NatureWorks will use the Metabolix license to make materials through AmberWorks, a joint venture it formed recently with biochemicals firm BioAmber Inc. of Montreal. BioAmber currently makes bio-based succinic acid, a feedstock for bio-based modified polybutylene succinic polymers (mPBS), at a plant in France. The material is then shipped to China, where it’s toll-compounded by several Chinese compounders before being sold to processors, NatureWorks marketing and public affairs director Steve Davies said March 15 by phone.

The Metabolix license “allows (NatureWorks) to make compounds we couldn’t make before,” Davies added.

Metabolix last year started commercial production of bio-based Mirel-brand PHA resin at a plant in Clinton, Iowa. But the firm suffered a blow earlier this year when agricultural giant Archer Daniels Midland pulled out of a commercial alliance between the two firms, citing insufficient results. The plant is no longer producing material and Metabolix is looking for a new production site, Peoples said.
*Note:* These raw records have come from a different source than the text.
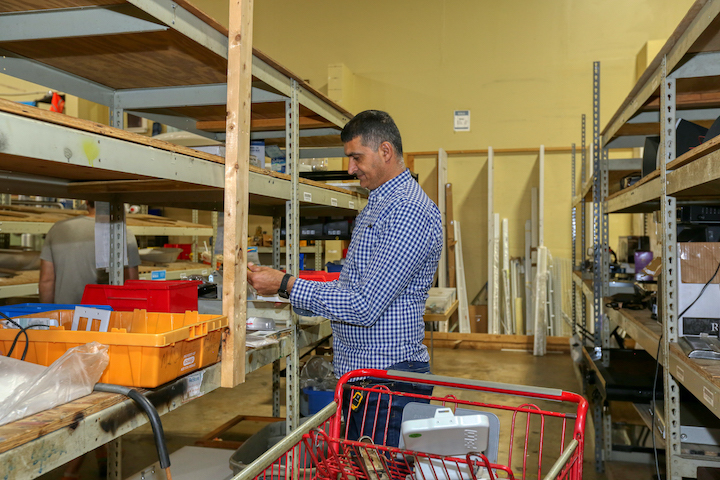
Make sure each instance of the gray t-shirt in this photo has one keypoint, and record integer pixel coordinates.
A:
(70, 246)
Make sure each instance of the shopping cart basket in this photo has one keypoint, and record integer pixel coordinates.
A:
(537, 441)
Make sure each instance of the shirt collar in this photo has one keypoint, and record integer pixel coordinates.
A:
(390, 185)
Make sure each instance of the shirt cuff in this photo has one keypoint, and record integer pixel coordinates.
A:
(301, 295)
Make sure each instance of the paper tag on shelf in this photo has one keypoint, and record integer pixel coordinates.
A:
(158, 275)
(709, 396)
(194, 382)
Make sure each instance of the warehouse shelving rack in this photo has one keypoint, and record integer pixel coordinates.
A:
(168, 62)
(681, 82)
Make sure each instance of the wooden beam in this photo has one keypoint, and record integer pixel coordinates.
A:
(486, 341)
(265, 124)
(122, 186)
(237, 157)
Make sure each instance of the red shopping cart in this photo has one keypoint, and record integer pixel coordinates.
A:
(529, 440)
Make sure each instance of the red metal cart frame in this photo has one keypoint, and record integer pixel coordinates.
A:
(320, 450)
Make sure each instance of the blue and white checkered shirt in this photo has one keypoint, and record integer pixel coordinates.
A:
(377, 305)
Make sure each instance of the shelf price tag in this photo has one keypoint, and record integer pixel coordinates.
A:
(194, 382)
(709, 396)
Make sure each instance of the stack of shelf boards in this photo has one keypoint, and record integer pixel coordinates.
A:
(82, 159)
(38, 221)
(167, 62)
(82, 425)
(692, 57)
(700, 377)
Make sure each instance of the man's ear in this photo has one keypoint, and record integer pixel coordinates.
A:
(387, 152)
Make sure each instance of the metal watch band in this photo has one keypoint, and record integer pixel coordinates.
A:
(282, 291)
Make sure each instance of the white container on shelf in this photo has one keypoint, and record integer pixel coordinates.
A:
(446, 434)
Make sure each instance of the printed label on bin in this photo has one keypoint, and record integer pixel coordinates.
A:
(194, 382)
(188, 361)
(158, 275)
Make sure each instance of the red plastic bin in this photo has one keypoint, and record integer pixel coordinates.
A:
(187, 249)
(173, 296)
(319, 275)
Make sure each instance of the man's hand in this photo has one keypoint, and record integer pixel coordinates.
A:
(266, 280)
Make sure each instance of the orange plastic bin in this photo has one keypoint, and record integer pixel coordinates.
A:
(146, 349)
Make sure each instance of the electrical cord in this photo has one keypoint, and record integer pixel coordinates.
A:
(152, 415)
(701, 291)
(22, 330)
(652, 427)
(657, 367)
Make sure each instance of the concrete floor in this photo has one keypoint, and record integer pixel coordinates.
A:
(185, 425)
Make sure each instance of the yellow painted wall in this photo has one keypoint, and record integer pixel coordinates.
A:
(523, 68)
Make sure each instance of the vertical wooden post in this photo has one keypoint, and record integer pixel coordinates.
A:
(237, 148)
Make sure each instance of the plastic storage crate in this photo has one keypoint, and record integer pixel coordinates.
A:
(174, 296)
(146, 349)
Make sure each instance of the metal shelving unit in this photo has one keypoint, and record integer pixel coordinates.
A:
(679, 83)
(167, 62)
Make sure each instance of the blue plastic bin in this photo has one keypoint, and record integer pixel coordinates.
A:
(317, 399)
(30, 308)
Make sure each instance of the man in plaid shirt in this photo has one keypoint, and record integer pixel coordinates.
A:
(377, 305)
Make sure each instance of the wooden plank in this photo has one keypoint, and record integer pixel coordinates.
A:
(492, 326)
(100, 129)
(265, 124)
(237, 148)
(487, 341)
(452, 281)
(26, 5)
(463, 310)
(29, 428)
(121, 186)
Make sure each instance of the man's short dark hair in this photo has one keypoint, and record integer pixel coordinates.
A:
(373, 127)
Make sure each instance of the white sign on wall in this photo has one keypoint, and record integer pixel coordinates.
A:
(462, 121)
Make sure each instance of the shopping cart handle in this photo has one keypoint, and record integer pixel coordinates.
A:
(542, 392)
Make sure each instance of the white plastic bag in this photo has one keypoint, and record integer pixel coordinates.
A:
(26, 388)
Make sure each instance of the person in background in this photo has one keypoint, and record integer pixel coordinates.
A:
(67, 260)
(67, 264)
(376, 306)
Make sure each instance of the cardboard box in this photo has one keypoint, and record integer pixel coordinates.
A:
(698, 262)
(478, 318)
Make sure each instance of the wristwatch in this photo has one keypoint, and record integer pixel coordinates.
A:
(282, 291)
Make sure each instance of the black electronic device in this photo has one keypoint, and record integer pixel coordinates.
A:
(714, 130)
(698, 233)
(688, 135)
(701, 214)
(652, 144)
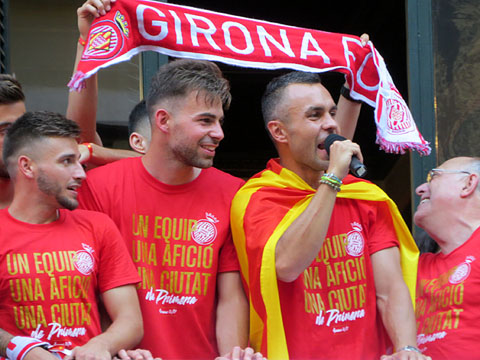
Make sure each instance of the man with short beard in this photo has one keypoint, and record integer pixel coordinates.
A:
(173, 209)
(54, 262)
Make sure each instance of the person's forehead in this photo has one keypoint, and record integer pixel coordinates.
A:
(11, 112)
(457, 163)
(309, 94)
(57, 146)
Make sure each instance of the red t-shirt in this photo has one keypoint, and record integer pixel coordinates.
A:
(447, 309)
(330, 311)
(52, 274)
(179, 238)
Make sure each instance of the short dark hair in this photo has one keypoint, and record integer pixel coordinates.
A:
(138, 117)
(180, 77)
(34, 126)
(274, 90)
(10, 90)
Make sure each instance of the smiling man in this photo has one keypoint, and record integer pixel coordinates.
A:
(54, 262)
(447, 288)
(173, 209)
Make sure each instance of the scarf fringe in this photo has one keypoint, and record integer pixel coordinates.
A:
(423, 149)
(77, 81)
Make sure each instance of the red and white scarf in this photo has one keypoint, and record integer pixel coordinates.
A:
(133, 26)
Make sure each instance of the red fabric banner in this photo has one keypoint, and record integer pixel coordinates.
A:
(133, 26)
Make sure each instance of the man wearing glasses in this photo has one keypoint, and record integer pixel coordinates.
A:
(447, 308)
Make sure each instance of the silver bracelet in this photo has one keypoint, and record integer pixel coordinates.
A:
(410, 348)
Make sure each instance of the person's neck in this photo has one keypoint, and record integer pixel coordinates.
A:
(6, 192)
(169, 172)
(308, 175)
(31, 209)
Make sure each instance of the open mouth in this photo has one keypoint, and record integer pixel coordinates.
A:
(424, 200)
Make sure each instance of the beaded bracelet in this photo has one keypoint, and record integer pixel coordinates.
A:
(409, 348)
(19, 346)
(332, 177)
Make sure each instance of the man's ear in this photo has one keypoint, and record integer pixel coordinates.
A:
(470, 185)
(26, 166)
(138, 142)
(162, 118)
(277, 131)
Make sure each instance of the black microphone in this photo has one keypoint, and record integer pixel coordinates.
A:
(356, 167)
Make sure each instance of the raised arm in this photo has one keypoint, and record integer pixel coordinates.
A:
(348, 109)
(232, 313)
(82, 105)
(302, 240)
(126, 329)
(395, 305)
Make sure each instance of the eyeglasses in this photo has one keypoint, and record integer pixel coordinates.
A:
(434, 172)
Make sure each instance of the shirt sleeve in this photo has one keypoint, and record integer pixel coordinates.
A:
(228, 260)
(382, 233)
(87, 196)
(116, 267)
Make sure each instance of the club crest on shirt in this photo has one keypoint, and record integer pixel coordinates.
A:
(462, 271)
(204, 232)
(84, 260)
(355, 242)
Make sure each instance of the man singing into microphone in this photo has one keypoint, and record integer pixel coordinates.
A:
(319, 250)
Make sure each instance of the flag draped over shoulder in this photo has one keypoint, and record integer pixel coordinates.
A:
(284, 196)
(133, 26)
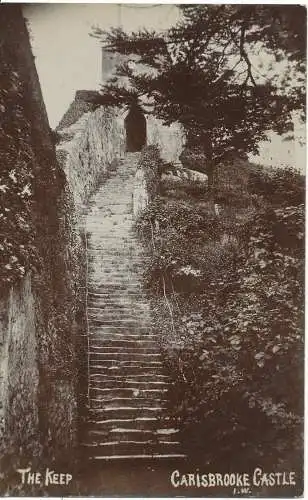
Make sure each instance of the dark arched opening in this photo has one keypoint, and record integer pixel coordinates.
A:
(136, 129)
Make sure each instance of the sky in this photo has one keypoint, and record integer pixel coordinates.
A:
(68, 59)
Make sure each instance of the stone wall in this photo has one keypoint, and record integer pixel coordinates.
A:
(41, 309)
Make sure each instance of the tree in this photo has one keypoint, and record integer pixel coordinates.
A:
(204, 73)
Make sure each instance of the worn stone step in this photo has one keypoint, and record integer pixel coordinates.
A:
(98, 332)
(138, 380)
(128, 369)
(125, 343)
(117, 448)
(123, 434)
(109, 392)
(123, 412)
(128, 351)
(107, 424)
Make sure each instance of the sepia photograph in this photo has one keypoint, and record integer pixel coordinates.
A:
(152, 249)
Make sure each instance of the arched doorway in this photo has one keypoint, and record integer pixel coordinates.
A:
(136, 129)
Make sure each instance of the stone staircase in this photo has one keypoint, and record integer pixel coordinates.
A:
(127, 385)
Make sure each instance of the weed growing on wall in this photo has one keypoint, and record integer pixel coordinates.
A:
(234, 342)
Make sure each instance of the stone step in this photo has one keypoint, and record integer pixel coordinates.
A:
(113, 367)
(123, 355)
(128, 351)
(123, 412)
(107, 424)
(98, 329)
(123, 434)
(132, 448)
(109, 392)
(133, 401)
(138, 380)
(125, 343)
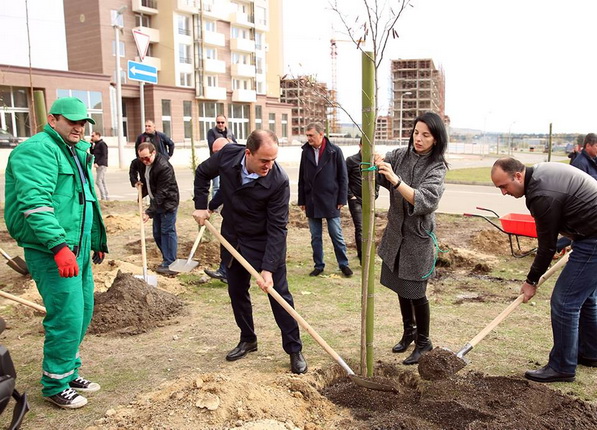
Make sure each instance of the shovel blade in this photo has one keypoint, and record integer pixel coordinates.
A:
(19, 265)
(181, 265)
(149, 279)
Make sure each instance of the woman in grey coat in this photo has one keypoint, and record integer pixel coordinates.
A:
(415, 178)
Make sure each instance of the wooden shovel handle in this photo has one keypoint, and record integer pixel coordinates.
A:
(23, 301)
(279, 299)
(474, 341)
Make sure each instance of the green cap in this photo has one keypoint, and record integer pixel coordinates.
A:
(71, 108)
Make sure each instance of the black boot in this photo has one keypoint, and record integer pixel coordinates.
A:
(410, 329)
(423, 343)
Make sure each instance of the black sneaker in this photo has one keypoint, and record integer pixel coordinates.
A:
(82, 384)
(67, 399)
(346, 271)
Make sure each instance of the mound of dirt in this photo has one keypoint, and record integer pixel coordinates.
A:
(131, 306)
(472, 401)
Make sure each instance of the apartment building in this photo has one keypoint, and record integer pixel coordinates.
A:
(212, 57)
(310, 101)
(417, 87)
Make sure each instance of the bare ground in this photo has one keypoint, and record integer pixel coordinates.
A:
(158, 353)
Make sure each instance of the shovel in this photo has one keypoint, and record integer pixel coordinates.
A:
(187, 265)
(16, 263)
(363, 382)
(151, 280)
(457, 362)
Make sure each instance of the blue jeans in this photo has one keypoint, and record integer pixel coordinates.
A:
(574, 309)
(335, 231)
(164, 234)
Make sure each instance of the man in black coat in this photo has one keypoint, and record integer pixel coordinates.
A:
(159, 182)
(162, 143)
(322, 191)
(99, 149)
(256, 193)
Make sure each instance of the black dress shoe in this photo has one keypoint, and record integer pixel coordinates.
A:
(298, 364)
(216, 274)
(242, 349)
(316, 272)
(587, 362)
(547, 374)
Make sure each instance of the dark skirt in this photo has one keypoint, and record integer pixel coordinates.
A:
(403, 287)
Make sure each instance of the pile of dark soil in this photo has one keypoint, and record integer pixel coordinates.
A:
(469, 401)
(131, 306)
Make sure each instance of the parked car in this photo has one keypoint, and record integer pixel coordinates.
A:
(7, 140)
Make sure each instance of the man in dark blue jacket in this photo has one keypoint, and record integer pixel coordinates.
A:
(256, 192)
(322, 191)
(585, 160)
(562, 200)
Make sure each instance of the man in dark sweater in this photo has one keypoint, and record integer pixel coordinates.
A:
(100, 150)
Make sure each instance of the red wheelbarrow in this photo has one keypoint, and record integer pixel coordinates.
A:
(514, 225)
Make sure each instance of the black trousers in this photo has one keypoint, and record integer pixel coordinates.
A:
(239, 282)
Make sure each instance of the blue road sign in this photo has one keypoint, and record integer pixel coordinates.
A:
(142, 72)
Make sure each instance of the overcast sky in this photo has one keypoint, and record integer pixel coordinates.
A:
(509, 65)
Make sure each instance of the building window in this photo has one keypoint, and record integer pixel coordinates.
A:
(187, 112)
(93, 102)
(184, 53)
(258, 117)
(238, 120)
(186, 79)
(207, 117)
(142, 20)
(284, 125)
(167, 117)
(210, 26)
(184, 25)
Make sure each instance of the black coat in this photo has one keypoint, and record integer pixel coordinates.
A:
(100, 152)
(162, 181)
(255, 215)
(322, 187)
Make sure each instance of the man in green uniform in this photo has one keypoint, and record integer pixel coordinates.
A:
(53, 213)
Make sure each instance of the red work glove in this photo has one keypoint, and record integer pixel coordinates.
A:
(67, 263)
(98, 257)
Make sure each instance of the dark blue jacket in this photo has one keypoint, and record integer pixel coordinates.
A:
(255, 215)
(324, 186)
(586, 164)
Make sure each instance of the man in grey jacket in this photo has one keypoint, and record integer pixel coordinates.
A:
(563, 200)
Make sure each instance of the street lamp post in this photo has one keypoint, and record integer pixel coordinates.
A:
(116, 23)
(400, 132)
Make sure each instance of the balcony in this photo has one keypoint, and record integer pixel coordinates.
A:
(244, 96)
(242, 70)
(214, 66)
(214, 39)
(214, 93)
(242, 19)
(146, 7)
(217, 10)
(154, 34)
(243, 45)
(188, 6)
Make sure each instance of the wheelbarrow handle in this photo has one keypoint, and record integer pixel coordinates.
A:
(479, 337)
(279, 299)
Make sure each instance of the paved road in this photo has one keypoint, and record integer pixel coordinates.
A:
(457, 199)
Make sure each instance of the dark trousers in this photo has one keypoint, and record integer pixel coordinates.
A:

Metabolix has struggled financially, losing almost $40 million in 2011 on revenue of less than $1.5 million. Almost two-thirds of the firm’s 2011 revenue came from grants. On Wall Street, Metabolix’s per-share stock price was above $10 in early 2011 but had declined to about $3.15 in late trading March 15.

NatureWorks posted sales gains of more than 20 percent in 2011, both in dollars and sales volume in pounds, Davies said. The firm is planning for similar growth this year. Its 350 million pound-capacity PLA plant in Blair is expected to be at full capacity by 2015. That same year is when the firm plans to open a second site – with annual capacity of 300 million pounds – in Rayong, Thailand.

Davies said that Thailand was selected as the site for the second NatureWorks plant because of its access to natural feedstocks, the size of its customer base and because of Thailand’s interest in becoming “a green hub” for Asia.